Mr. Libby looked at Grace, who haughtily rejected a part in the conspiracy. “I wish you to go, Louise,” she declared indignantly. “I will take the risk of all the harm that comes to you from the bad weather.” She picked up the shawls, and handed them to Mr. Libby, on whom her eyes blazed their contempt and wonder. It cost a great deal of persuasion and insistence now to make Mrs. Maynard go, and he left all this to Grace, not uttering a word till he gave Mrs. Maynard his hand to help her down the steps. Then he said, “Well, I wonder what Miss Breen does want.”
“I ’m sure I don’t know,” said the other. “At first she did n’t want me to go, this morning, and now she makes me. I do hope it is n’t going to be a storm.”
“I don’t believe it is. A little fresh, perhaps. I thought you might be seasick.”
“Don’t you remember? I’m never seasick! That’s one of the worst signs.”
“Oh, yes.”
“If I could be thoroughly seasick once, it would be the best thing I could do.”
“Is she capricious?” asked Mr. Libby.
“Grace?” cried Mrs. Maynard, releasing her hand half-way down the steps, in order to enjoy her astonishment without limitation of any sort. “Grace capricious!”

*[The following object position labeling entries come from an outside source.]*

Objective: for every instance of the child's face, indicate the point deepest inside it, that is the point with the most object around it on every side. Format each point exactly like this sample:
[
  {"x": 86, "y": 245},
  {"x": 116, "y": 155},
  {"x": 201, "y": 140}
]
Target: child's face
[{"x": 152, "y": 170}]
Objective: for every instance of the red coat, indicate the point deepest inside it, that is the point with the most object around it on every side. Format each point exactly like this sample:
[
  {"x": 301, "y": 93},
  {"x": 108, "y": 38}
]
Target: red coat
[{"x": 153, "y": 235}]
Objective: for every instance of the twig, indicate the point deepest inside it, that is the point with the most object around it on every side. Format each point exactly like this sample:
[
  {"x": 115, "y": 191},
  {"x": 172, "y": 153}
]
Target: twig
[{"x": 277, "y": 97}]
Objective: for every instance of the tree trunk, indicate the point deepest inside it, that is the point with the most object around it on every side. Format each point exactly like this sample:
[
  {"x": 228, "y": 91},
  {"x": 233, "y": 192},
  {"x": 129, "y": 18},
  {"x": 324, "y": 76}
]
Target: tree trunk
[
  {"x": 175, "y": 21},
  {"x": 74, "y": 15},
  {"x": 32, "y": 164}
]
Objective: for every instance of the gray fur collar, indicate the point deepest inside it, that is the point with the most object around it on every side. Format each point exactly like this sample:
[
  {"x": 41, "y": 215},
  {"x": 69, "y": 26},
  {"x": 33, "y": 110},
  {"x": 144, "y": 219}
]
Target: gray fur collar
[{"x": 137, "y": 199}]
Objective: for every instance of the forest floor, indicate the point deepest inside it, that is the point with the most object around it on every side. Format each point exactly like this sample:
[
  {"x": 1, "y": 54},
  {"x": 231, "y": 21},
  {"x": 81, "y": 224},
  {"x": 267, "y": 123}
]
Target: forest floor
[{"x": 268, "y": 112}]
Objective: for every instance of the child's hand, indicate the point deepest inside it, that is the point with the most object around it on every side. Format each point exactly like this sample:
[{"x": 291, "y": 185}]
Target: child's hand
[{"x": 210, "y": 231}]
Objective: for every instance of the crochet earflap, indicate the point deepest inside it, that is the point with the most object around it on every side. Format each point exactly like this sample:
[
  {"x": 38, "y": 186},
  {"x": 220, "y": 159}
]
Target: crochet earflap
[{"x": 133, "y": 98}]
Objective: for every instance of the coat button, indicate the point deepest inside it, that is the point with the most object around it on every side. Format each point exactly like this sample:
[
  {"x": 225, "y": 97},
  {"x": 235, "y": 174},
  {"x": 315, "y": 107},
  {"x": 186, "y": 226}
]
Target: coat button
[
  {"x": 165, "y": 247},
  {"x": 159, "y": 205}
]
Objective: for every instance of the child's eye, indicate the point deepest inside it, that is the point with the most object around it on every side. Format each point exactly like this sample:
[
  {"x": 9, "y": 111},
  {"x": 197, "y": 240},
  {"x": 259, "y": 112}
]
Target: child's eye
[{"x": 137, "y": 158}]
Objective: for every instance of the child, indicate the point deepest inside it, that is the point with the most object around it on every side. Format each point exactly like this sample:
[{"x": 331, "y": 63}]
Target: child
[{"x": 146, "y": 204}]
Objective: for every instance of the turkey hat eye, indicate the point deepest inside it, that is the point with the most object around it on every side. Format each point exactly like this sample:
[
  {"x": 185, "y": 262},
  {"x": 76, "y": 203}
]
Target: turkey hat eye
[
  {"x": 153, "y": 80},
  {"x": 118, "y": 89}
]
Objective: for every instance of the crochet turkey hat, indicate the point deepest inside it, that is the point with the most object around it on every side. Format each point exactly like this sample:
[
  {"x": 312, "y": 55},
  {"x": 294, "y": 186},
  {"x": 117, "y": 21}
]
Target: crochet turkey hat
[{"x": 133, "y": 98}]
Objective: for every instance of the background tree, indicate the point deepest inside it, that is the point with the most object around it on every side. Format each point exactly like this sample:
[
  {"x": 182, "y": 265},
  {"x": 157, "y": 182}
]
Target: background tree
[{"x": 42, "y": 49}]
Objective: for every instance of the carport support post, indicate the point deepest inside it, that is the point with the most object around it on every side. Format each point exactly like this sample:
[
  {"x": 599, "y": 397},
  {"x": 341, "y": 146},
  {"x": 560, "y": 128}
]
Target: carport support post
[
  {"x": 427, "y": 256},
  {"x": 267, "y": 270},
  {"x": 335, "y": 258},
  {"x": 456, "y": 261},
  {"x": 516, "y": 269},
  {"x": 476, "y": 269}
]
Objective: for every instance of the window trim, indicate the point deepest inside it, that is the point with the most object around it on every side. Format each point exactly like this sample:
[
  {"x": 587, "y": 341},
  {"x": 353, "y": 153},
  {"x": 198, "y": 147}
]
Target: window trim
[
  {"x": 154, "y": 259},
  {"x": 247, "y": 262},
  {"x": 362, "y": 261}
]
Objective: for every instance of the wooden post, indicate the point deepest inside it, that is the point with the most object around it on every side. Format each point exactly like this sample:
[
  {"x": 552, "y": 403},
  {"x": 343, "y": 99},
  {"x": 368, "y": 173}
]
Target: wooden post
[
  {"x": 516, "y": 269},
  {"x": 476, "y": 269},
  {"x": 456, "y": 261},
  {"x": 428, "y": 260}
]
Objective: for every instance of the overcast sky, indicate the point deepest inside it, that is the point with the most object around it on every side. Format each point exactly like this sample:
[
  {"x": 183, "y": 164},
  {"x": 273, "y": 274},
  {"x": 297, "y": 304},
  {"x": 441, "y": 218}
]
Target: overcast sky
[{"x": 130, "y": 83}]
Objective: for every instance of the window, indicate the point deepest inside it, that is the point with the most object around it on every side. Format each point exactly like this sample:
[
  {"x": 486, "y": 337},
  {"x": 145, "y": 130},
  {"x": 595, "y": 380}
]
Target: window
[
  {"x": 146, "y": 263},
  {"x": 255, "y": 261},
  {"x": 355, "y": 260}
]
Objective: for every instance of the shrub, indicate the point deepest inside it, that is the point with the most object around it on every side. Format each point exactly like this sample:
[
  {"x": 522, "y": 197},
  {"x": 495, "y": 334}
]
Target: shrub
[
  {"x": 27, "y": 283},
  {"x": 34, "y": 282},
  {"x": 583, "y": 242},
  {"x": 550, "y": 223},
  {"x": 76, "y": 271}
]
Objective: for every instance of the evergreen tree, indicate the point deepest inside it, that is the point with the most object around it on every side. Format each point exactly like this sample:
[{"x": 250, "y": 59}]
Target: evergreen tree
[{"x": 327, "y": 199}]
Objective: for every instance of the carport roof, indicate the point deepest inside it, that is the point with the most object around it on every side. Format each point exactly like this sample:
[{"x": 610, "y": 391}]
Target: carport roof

“Yes,” said Mr. Libby, “that’s what I thought. Better take my hand again,” and he secured that of Mrs. Maynard, who continued her descent. “I suppose I don’t understand her exactly. Perhaps she did n’t like my not calling her Doctor. I did n’t call her anything. I suppose she thought I was dodging it. I was. I should have had to call her Miss Breen, if I called her anything.”
“She wouldn’t have cared. She is n’t a doctor for the name of it.”
“I suppose you think it’s a pity?” he asked.
“What?”
“Her being a doctor.”
“I’ll tell her you say so.”
“No, don’t. But don’t you?”
“Well, I would n’t want to be one,” said Mrs. Mayward candidly.
“I suppose it’s all right, if she does it from a sense of duty, as you say,” he suggested.
“Oh, yes, she’s all right. And she’s just as much of a girl as anybody; though she don’t know it,” Mrs. Maynard added astutely. “Why would n’t she come with us? Were you afraid to ask her?”
“She said she was n’t a good sailor. Perhaps she thought we were too young. She must be older than you.”
“Yes, and you, too!” cried Mrs. Maynard, with good-natured derision.
“She doesn’t look old,” returned Mr. Libby.
“She’s twenty-eight. How old are you?”
“I promised the census-taker not to tell till his report came out.”
“What is the color of her hair?”
“Brown.”
“And her eyes?”
“I don’t know!”
“You had better look out, Mr. Libby!” said Mrs. Maynard, putting her foot on the ground at last.
They walked across the beach to where his dory lay, and Grace saw him pulling out to the sail boat before she went in from the piazza. Then she went to her mother’s room. The elderly lady was keeping indoors, upon a theory that the dew was on, and that it was not wholesome to go out till it was off. She asked, according to her habit when she met her daughter alone, “Where is Mrs. Maynard?”